By: SDSU Extension Service ,
BROOKINGS, S.D. — In the Upper Plains, it might not be economical, or even practical, to plant another grain crop during the growing year. But it might be in the producer’s interest to consider a cover crop to increase revenues.
“Cover crops provide multiple benefits to the producer and the environment. The primary benefit is additional forage production from the growth of the cover crop, which can be used by the producer for on-farm uses or sold to other livestock producers,” says Karla Hernandez, South Dakota State University Extension forages field specialist.
Environmentally, Hernandez says cover crops offer benefits, including improved soil quality by protecting soil from erosion and increased soil microbial activity and nutrient cycling, all while managing nitrogen and adding carbon to the soil.
Some of the main concerns for producers adding cover crops into their production scheme include: When will I plant? When and how to harvest? Which cover crops provide the best forage?
When and what to plant
Cover crops are often described in four broad categories: cool season grasses (barley and oats), cool season broadleaves (field peas and turnips), warm season grasses (millet and sorghum) and warm season broadleaves (cowpea and sunflower).
Cover crops create new opportunities to enhance rotation diversity. Hernandez explains a significant consideration in favor of cover crops is that they offer a break in the insect growth cycle, which can in turn aid with following crop yields by reducing pest influence and insecticide usage.
“The decision of what to plant is highly variable, depending upon many factors including: remaining growing season, the soil-types in the producer’s field, how adaptable the cover crop is to growth practices used by the producer including equipment available and herbicides used, and what can be obtained from the local seed provider,” Hernandez says.
“Many cover crops can work for forage supply, but the selection of which cover crop to use will depend on when you want to plant it and what is the purpose,” she says. “Usually, cover crops are planted from July through middle of September after small grain or corn silage is harvested.”
A useful guide to cover crop mixes after small grains can be found at the Natural Resources Conservation Service website: www.nrcs.usda.gov.
Hernandez says one way to incorporate cover crops into a grain or livestock production system is to seed winter rye after corn silage has been completed. Another possibility is incorporation of winter rye into a corn-soybean rotation following the fall harvest.
“Either option can improve soil quality, reduce soil erosion, suppress winter annual weeds and increase overall forage production for hay or silage,” she says.
In a recent study conducted by South Dakota State University, winter rye planted after corn was harvested for grain and to observe rye biomass used as a forage crop.

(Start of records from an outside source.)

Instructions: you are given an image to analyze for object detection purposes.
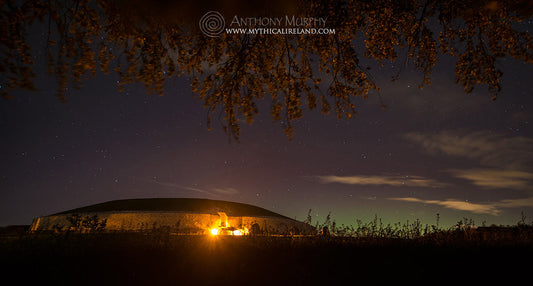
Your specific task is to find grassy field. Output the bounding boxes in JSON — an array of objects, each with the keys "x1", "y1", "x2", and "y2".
[{"x1": 0, "y1": 224, "x2": 533, "y2": 285}]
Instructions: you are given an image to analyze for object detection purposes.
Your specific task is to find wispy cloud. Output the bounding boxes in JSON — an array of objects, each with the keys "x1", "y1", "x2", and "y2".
[
  {"x1": 448, "y1": 169, "x2": 533, "y2": 190},
  {"x1": 152, "y1": 179, "x2": 239, "y2": 196},
  {"x1": 404, "y1": 131, "x2": 533, "y2": 190},
  {"x1": 404, "y1": 131, "x2": 533, "y2": 170},
  {"x1": 317, "y1": 175, "x2": 447, "y2": 188},
  {"x1": 388, "y1": 197, "x2": 533, "y2": 216}
]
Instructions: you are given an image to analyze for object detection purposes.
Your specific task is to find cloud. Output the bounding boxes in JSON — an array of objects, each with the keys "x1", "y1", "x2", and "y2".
[
  {"x1": 152, "y1": 179, "x2": 239, "y2": 195},
  {"x1": 388, "y1": 197, "x2": 500, "y2": 215},
  {"x1": 404, "y1": 131, "x2": 533, "y2": 170},
  {"x1": 317, "y1": 175, "x2": 447, "y2": 188},
  {"x1": 213, "y1": 188, "x2": 239, "y2": 195},
  {"x1": 388, "y1": 197, "x2": 533, "y2": 216},
  {"x1": 448, "y1": 169, "x2": 533, "y2": 190},
  {"x1": 404, "y1": 131, "x2": 533, "y2": 190}
]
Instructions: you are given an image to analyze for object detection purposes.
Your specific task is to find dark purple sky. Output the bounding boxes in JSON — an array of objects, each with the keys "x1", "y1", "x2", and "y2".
[{"x1": 0, "y1": 12, "x2": 533, "y2": 229}]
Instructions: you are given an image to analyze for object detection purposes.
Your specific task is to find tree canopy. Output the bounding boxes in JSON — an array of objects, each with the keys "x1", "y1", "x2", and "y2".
[{"x1": 0, "y1": 0, "x2": 533, "y2": 139}]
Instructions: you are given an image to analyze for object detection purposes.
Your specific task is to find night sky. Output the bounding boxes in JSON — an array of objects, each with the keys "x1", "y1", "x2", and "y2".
[{"x1": 0, "y1": 11, "x2": 533, "y2": 229}]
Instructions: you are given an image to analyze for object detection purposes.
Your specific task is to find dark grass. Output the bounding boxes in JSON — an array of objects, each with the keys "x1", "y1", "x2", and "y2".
[{"x1": 0, "y1": 230, "x2": 533, "y2": 285}]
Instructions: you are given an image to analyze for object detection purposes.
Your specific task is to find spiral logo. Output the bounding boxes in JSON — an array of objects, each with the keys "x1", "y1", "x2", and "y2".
[{"x1": 200, "y1": 11, "x2": 226, "y2": 37}]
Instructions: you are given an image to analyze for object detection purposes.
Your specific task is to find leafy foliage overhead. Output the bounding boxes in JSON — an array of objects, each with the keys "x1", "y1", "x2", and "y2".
[{"x1": 0, "y1": 0, "x2": 533, "y2": 139}]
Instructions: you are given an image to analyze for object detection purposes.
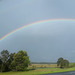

The trials were conducted at the Beresford and South Shore SDSU Research Farms during the 2012 to '13 winter and spring growing seasons. Rye biomass was determined in the spring before planting soybeans during both years. To learn more about this research, visit iGrow.org.
Other cover crop options producers are using across the region include seeding into a harvested corn field a 2- to 3-pounds-per-acre mix of turnips, crimson clover and annual ryegrass. Seed can be broadcasted or spread with a modified “Hi-boy” spreader. Shade-tolerant crimson clover can be sown with oats when the oats are planted, creating a “layered” field.
After the oats are harvested, the clover continues to grow and is stopped by the fall frost. Oats and field peas may be sown together for silage, diversifying the crop rotation. This can be followed with a complex cover crop blend that includes millet, sorghum, sudangrass, sunflower, buckwheat, brassicas, cowpea, soybeans and others.
Dairy production systems
Several opportunities exist to incorporate cover crops into dairy forage production systems, Hernandez says.
“According to the most recent reports, cows that are normally fed corn silage and are then put into a grazing routine of cover crops near the dairy see no substantial reduction in milk production,” she says.
She adds that cover crop mixes can be harvested and ensiled, but soil health benefits are not as strong as grazed cover crops. Producers should remember that careful planning of planting and grazing or harvest times of cover crops is essential to maximize their utilization as feedstuffs in dairy cattle diets.